There is 3873 hams and 586 smishes in the train dataset.


In [5]:
for i in range(len(X_train)):
    user_content = """Do you think it is a ham or smish message?
    Your output should be a single word 'smish' or 'ham'.
    Do not write a sentence.
    Output is case-sensitive.
    
    {}
    """.format(X_train[i])
    assistant_content = y_train[i]
    messages = {"messages": [{"role": "user", "content": user_content}, 
                             {"role": "assistant", "content": assistant_content}]}
     
    messages_json = json.dumps(messages)

    with open("./data/fine_tuning_data.json", "a") as fine_tuning_data:
        fine_tuning_data.write(messages_json + "\n")

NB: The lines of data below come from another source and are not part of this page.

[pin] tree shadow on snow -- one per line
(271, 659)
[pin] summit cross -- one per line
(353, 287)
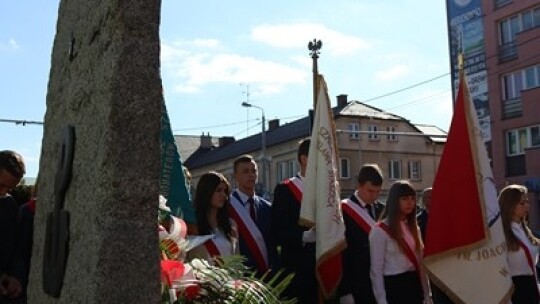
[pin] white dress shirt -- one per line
(388, 259)
(517, 260)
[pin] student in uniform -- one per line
(253, 216)
(396, 251)
(522, 245)
(296, 243)
(211, 203)
(360, 212)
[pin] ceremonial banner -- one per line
(320, 201)
(465, 250)
(172, 182)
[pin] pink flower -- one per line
(192, 291)
(171, 271)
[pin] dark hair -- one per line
(370, 173)
(13, 163)
(206, 187)
(303, 147)
(244, 158)
(399, 189)
(509, 198)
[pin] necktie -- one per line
(369, 209)
(251, 203)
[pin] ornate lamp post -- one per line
(315, 49)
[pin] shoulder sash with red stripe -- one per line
(360, 216)
(249, 232)
(409, 253)
(294, 184)
(212, 248)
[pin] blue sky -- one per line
(214, 52)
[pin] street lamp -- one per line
(263, 144)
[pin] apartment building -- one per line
(500, 40)
(365, 135)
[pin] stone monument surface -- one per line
(105, 83)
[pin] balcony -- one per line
(512, 108)
(501, 3)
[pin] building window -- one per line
(354, 129)
(292, 168)
(415, 170)
(372, 135)
(518, 140)
(532, 77)
(510, 27)
(391, 137)
(512, 86)
(285, 169)
(344, 168)
(394, 169)
(535, 136)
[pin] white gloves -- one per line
(309, 236)
(346, 299)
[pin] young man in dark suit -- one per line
(12, 169)
(252, 215)
(297, 243)
(360, 213)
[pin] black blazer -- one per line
(356, 259)
(296, 257)
(263, 221)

### Fine tuning data format validation

Source: https://cookbook.openai.com/examples/chat_finetuning_data_prep

In [6]:
# source: https://cookbook.openai.com/examples/chat_finetuning_data_prep
data_path = "./data/fine_tuning_data.json"

# Load the dataset
with open(data_path, 'r', encoding='utf-8') as f:
    dataset = [json.loads(line) for line in f]

# Initial dataset stats
print("Num examples:", len(dataset))
print("First example:")
for message in dataset[0]["messages"]:
    print(message)

Num examples: 4459
First example:
{'role': 'user', 'content': "Do you think it is a ham or smish message?\n    Your output should be a single word 'smish' or 'ham'.\n    Do not write a sentence.\n    Output is case-sensitive.\n    \n    FREE2DAY sexy St George's Day pic of Jordan!Txt PIC to 89080 dont miss out, then every wk a saucy celeb!4 more pics c PocketBabe.co.uk 0870241182716 Â£3/wk\n    "}
{'role': 'assistant', 'content': 'smish'}


In [7]:
# source: https://cookbook.openai.com/examples/chat_finetuning_data_prep
from collections import defaultdict

# Format error checks
format_errors = defaultdict(int)

for ex in dataset:
    if not isinstance(ex, dict):
        format_errors["data_type"] += 1
        continue
        
    messages = ex.get("messages", None)
    if not messages:
        format_errors["missing_messages_list"] += 1
        continue
        
    for message in messages:
        if "role" not in message or "content" not in message:
            format_errors["message_missing_key"] += 1
        
        if any(k not in ("role", "content", "name", "function_call") for k in message):
            format_errors["message_unrecognized_key"] += 1
        
        if message.get("role", None) not in ("system", "user", "assistant", "function"):
            format_errors["unrecognized_role"] += 1
            
        content = message.get("content", None)
        function_call = message.get("function_call", None)
        
        if (not content and not function_call) or not isinstance(content, str):
            format_errors["missing_content"] += 1
    
    if not any(message.get("role", None) == "assistant" for message in messages):
        format_errors["example_missing_assistant_message"] += 1

if format_errors:
    print("Found errors:")
    for k, v in format_errors.items():
        print(f"{k}: {v}")
else:
    print("No errors found")

No errors found


### Creating fine-tuning job

In [8]:
client.files.create(
  file=open("./data/fine_tuning_data.json", "rb"),
  purpose="fine-tune"
)

FileObject(id='file-JJcljNgAXqK5DBWPoEJ5EyDD', bytes=1568253, created_at=1705889196, filename='fine_tuning_data.json', object='file', purpose='fine-tune', status='processed', status_details=None)

##### ChatGPT 3.5

In [9]:
client.fine_tuning.jobs.create(
  training_file="file-JJcljNgAXqK5DBWPoEJ5EyDD",
  model="gpt-3.5-turbo",
  suffix="smishing_detection"
)

FineTuningJob(id='ftjob-9TTYC2UpaS4UK2EqpxOEhXp8', created_at=1705889245, error=None, fine_tuned_model=None, finished_at=None, hyperparameters=Hyperparameters(n_epochs='auto', batch_size='auto', learning_rate_multiplier='auto'), model='gpt-3.5-turbo-0613', object='fine_tuning.job', organization_id='org-Dd5j4OKgmIVEpx7Sdr8jsS4u', result_files=[], status='validating_files', trained_tokens=None, training_file='file-JJcljNgAXqK5DBWPoEJ5EyDD', validation_file=None)

###### Model name: ft:gpt-3.5-turbo-0613:personal:smishing-detection:8jf7LHPv

###### epochs: 3, tokens: 352087, time: ~1h 11min, cost: ~8.45$

##### ChatGPT 4

For now, fine-tuning for GPT-4 is available only for eligible users.